The first time Rory Gilmore surprises Paris she hasn’t even met her. They have snuck into the admin building. Paris, because she wants to know if Chilton has accepted anyone who might possibly be considered competition; Louise, because any chance to be ahead of the news was a point scored; and Madeline, because she has a knack for locks and is always handy in an escape attempt. Coming up with plausible excuses for teachers is the only time her brain worked quicker than Paris’.

An unfortunate side effect of her presence is the constant Mission Impossible humming. 

“Madeline will you _be quiet,_ ” she hisses. “Louise, do you have her file?”

Louise just holds a finger up, eyes racing across the screen, other fingers flying across the keyboard. The finger is code for ‘will you just _wait_ ’. Paris gets that finger a lot.

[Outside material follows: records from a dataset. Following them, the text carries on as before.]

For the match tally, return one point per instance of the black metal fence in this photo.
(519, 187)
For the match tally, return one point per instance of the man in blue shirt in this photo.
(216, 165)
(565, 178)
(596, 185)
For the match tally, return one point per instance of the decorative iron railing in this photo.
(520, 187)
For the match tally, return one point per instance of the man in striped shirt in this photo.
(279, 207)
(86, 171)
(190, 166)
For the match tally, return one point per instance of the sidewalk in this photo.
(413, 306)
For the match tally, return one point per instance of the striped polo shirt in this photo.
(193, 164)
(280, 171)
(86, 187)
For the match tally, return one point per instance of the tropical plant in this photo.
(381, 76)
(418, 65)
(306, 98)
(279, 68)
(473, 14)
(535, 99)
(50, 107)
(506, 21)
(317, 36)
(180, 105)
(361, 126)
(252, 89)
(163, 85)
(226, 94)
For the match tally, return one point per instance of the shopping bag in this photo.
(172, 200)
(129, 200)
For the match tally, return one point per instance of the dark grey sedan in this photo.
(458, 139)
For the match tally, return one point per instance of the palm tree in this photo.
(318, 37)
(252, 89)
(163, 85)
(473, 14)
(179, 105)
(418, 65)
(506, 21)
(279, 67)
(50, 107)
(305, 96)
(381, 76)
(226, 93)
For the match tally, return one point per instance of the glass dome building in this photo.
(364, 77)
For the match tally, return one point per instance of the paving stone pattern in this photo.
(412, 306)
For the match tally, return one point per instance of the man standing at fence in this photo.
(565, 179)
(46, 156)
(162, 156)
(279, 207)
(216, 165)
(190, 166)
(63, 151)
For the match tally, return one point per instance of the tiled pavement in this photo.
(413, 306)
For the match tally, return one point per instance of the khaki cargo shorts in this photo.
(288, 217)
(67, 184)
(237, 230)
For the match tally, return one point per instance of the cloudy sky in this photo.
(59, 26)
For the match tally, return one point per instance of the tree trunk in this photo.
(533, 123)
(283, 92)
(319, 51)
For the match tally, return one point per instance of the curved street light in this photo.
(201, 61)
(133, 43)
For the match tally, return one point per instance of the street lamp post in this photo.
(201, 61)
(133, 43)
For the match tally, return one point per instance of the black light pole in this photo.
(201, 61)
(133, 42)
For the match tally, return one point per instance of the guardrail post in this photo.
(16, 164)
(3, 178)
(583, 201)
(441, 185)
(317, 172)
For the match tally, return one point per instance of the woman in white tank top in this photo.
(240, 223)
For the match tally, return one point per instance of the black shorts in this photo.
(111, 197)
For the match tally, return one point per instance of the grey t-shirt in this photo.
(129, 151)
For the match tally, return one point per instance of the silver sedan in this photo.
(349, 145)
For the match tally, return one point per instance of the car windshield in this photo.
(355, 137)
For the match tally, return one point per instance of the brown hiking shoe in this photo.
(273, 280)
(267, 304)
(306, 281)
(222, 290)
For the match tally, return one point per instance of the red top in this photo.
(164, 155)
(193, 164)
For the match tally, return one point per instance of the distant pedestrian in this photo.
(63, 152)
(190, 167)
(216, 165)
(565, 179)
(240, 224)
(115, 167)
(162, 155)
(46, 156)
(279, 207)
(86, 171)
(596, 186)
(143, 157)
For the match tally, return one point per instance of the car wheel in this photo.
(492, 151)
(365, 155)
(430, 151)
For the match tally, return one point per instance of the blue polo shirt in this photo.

“Okay, I’ve got it,” Louise smirks. It’s a dangerous look. It’ll be a look feared by lesser people one day, Paris is sure. “Oh Paris, you’ll love this.” 

“What? What?”

She snatches the laptop off the table. And of course, of course this would happen. Paris has been having a relatively easy time of it lately; top of all her classes except the R&D tech elective she picked up to make her CV look better come graduation, shoe in for the internship at the Agency where she’ll be shadowing one of Emily Gilmore’s protégés and can ask all the questions she’s been wanting to ask, and the intel she acquired during one of their Recon/Surveillance practicals last week is being used for a real op. So of course the new girl’s name is Lorelai Leigh Gilmore. Of course the granddaughter of the first female Head Agent is coming to Chilton.

Paris hates legacy kids.

“ _Gilmore,”_ Madeline breathes reverently, reading over her shoulder. “Do you think she’ll introduce me to her mom? Do you think I can ask Lorelai Gilmore to sign something? Do you think she’ll sign something in that lipstick she used to poison that guy in Rome?”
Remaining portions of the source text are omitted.